Armando Martins, administrador da empresa responsável pelo primeiro obituário on-line e co-autor da ideia, atribuiu esta situação ao conservadorismo que ainda existe em torno das questões relacionadas com a morte.
"Há alguma relutância em aderir a este projecto, talvez porque estejamos no Norte onde as pessoas são mais conservadoras" disse à agência Lusa.
Para já, a única mensagem na página Internet é o do falecimento da mãe de Armando Martins, que serve de exemplo do que as pessoas poderão encontrar no obituário on-line.
"Sabíamos que íamos ter dificuldades no início, mas a médio prazo acreditamos que o futuro da necrologia passa pela Internet", referiu.
Fotografias do próprio defunto, de familiares, de locais a que esteve ligado e notas biográficas são elementos que podem ser divulgados no site, que permite ainda o envio de condolências durante um ano.
O preço, que se situa nos 80 euros, e a variedade de opções são vantagens destacados por Armando Martins para justificar a escolha do obituário on-line.
Os dois projectos foram já apresentados à Associação de Agentes Funerários de Portugal, com sede no Porto, que aplaude a iniciativa, mas ressalva, no entanto, que as pessoas que vêem os anúncios da necrologia não estão ainda suficientemente familiarizadas com a Internet.
A associação assinou um protocolo com a empresa responsável pelo www.obitos.net e está a promover as facilidades do site junto dos seus associados, uma tarefa que não se tem revelado fácil.
"Não é fácil as pessoas entenderem este tipo de comunicação para dar a conhecer um óbito", disse à agência Lusa João Barbosa, presidente da associação.
As pessoas na faixa etária acima dos 50 anos, que é habitualmente a que mais vê os obituários do jornal, ainda não está familiarizada de uma maneira geral com a Internet, acrescentou.

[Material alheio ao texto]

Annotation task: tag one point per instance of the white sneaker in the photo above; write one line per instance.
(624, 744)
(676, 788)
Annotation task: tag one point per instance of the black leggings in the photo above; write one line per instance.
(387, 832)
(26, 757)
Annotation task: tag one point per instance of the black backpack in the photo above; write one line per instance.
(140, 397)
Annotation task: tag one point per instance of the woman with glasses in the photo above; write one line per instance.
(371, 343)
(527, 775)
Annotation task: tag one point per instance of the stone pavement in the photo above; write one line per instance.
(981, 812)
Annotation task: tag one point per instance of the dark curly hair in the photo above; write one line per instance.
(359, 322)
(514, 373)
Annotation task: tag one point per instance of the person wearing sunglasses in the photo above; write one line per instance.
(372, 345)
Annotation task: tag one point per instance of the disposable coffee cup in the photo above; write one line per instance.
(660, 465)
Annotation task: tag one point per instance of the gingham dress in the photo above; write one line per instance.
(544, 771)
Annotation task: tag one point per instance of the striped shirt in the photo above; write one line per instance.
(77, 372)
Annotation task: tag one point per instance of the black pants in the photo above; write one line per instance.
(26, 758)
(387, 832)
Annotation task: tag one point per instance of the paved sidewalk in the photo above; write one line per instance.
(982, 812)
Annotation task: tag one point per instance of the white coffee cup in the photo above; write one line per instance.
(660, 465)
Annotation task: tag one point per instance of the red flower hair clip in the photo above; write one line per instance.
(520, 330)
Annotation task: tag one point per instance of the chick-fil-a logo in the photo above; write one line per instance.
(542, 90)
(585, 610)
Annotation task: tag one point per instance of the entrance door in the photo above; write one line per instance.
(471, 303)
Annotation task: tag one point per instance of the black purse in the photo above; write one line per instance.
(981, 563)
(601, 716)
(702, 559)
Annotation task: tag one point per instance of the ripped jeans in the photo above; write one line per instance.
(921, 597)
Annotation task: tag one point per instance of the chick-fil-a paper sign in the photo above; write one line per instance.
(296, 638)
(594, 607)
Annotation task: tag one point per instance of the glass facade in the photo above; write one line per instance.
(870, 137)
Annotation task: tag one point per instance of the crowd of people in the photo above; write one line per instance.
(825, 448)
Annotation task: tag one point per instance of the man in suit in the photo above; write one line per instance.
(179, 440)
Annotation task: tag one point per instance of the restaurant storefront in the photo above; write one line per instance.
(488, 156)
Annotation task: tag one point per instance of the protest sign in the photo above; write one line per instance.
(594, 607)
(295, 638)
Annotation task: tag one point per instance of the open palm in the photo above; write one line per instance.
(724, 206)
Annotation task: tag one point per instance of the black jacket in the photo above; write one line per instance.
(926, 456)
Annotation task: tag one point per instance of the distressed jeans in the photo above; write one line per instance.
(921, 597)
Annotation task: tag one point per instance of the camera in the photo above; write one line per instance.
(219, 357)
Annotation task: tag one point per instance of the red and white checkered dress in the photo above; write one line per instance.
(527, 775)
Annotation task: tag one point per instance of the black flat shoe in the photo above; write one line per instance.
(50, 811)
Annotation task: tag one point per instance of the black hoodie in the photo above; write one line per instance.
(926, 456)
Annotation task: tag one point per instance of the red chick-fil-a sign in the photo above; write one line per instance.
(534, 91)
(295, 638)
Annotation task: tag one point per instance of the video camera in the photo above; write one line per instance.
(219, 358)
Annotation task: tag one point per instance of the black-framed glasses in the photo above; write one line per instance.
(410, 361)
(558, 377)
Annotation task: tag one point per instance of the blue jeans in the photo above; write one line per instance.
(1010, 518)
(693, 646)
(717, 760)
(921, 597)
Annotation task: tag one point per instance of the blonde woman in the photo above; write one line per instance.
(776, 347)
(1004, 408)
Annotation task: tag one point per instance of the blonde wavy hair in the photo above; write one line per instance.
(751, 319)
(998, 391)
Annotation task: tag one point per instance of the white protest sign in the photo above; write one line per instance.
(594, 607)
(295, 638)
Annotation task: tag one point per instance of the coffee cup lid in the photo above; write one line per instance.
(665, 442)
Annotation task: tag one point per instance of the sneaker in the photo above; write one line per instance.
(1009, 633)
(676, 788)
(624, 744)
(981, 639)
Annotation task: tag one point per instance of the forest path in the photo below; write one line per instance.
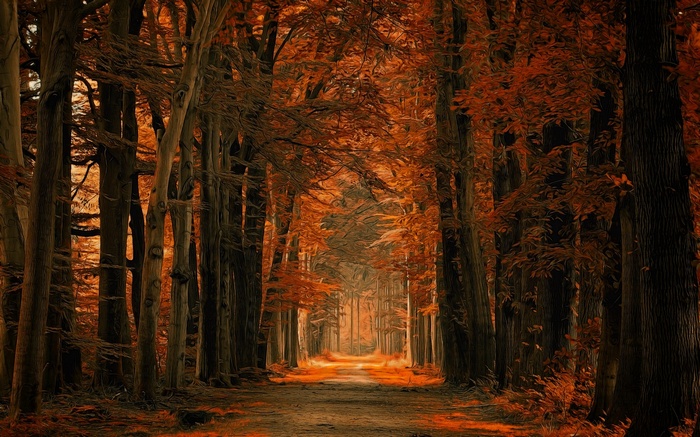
(361, 396)
(336, 395)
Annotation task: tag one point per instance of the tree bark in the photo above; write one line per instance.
(146, 371)
(593, 234)
(452, 302)
(181, 217)
(59, 23)
(556, 292)
(659, 170)
(116, 168)
(602, 290)
(208, 346)
(506, 179)
(11, 226)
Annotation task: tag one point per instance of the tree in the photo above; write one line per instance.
(208, 21)
(11, 229)
(116, 159)
(59, 25)
(659, 171)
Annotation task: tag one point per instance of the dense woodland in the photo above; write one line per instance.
(505, 189)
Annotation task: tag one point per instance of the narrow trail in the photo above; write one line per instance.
(332, 396)
(361, 396)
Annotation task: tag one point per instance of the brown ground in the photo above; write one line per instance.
(337, 396)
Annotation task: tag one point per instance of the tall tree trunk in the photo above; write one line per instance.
(59, 24)
(131, 134)
(11, 227)
(244, 326)
(116, 168)
(602, 290)
(256, 205)
(659, 170)
(455, 303)
(61, 315)
(146, 371)
(601, 152)
(506, 179)
(609, 375)
(181, 217)
(557, 290)
(283, 219)
(210, 234)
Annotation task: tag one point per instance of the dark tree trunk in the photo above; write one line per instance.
(244, 330)
(506, 179)
(61, 315)
(621, 254)
(256, 205)
(116, 167)
(659, 170)
(601, 153)
(596, 290)
(556, 292)
(136, 219)
(208, 346)
(282, 220)
(193, 289)
(59, 24)
(12, 215)
(454, 305)
(182, 191)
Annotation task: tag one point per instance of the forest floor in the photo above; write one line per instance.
(336, 395)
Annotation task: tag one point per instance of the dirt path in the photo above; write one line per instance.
(366, 396)
(340, 396)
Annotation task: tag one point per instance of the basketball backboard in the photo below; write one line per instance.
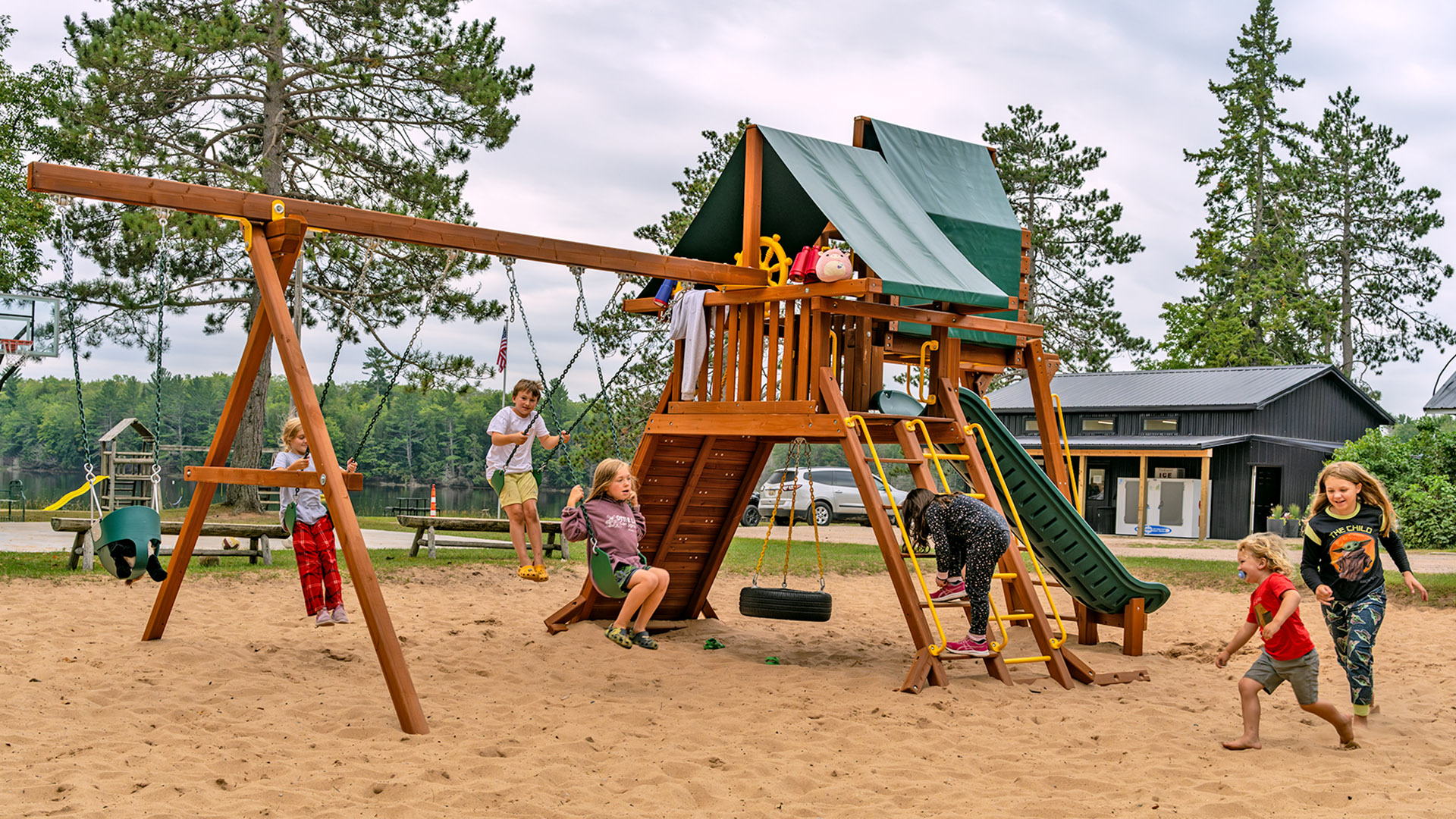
(30, 325)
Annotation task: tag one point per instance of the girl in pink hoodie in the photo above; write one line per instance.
(615, 523)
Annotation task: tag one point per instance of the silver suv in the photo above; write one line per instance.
(835, 494)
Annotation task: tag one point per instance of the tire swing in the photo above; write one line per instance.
(783, 602)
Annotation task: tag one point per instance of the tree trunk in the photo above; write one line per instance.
(255, 416)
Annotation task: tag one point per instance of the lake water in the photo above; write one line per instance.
(372, 502)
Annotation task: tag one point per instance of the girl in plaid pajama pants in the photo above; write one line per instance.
(312, 532)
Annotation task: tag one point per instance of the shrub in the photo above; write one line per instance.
(1427, 513)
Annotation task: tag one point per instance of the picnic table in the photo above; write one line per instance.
(427, 526)
(408, 506)
(256, 535)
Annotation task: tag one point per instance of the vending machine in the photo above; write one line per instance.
(1172, 507)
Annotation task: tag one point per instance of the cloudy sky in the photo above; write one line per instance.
(623, 91)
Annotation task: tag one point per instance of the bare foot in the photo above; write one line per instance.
(1347, 730)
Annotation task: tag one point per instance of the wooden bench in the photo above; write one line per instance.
(427, 526)
(408, 506)
(256, 534)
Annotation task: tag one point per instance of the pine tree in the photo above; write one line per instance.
(1254, 305)
(1365, 234)
(343, 101)
(1072, 234)
(617, 422)
(28, 101)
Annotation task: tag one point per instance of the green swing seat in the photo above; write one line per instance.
(896, 403)
(136, 525)
(601, 576)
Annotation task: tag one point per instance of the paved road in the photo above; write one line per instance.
(36, 537)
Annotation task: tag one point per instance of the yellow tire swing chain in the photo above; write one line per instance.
(783, 602)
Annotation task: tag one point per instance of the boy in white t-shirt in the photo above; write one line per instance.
(511, 431)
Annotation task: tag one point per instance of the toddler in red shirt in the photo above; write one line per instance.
(1289, 653)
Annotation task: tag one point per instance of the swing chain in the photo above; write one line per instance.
(403, 357)
(370, 245)
(69, 267)
(164, 216)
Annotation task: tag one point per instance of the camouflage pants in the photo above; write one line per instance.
(1353, 627)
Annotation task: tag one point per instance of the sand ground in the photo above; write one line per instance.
(245, 708)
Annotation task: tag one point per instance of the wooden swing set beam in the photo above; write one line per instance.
(145, 191)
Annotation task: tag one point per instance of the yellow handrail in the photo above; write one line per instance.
(937, 457)
(1041, 579)
(925, 353)
(1066, 449)
(905, 537)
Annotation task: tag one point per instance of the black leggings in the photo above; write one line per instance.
(971, 537)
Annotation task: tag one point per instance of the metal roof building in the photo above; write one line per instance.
(1242, 439)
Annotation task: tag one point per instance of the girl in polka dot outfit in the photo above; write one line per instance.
(968, 538)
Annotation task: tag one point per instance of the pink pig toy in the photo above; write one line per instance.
(833, 265)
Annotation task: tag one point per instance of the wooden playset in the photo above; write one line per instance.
(783, 362)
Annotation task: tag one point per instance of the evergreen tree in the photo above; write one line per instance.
(1365, 232)
(28, 101)
(1072, 234)
(618, 420)
(1254, 305)
(354, 102)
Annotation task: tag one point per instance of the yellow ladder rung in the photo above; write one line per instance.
(944, 455)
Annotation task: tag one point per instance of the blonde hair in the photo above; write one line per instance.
(1270, 548)
(606, 472)
(290, 430)
(1372, 491)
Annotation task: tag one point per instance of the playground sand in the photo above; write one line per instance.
(248, 710)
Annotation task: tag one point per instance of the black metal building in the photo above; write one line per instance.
(1253, 438)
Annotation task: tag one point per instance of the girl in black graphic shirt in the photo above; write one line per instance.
(1350, 516)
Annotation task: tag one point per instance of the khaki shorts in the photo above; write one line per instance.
(1301, 672)
(519, 488)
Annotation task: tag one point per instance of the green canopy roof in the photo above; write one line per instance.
(810, 183)
(957, 186)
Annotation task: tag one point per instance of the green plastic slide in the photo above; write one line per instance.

João Barbosa prevê, no entanto, que dentro de 20 anos, quando a actual geração de jovens - que não fazem nada sem Internet - chegar à idade de se interessar pelos obituários a adesão irá ultrapassar as expectativas iniciais.
O responsável acredita que os dois novos obituários irão aumentar a concorrência e combater o monopólio dos jornais.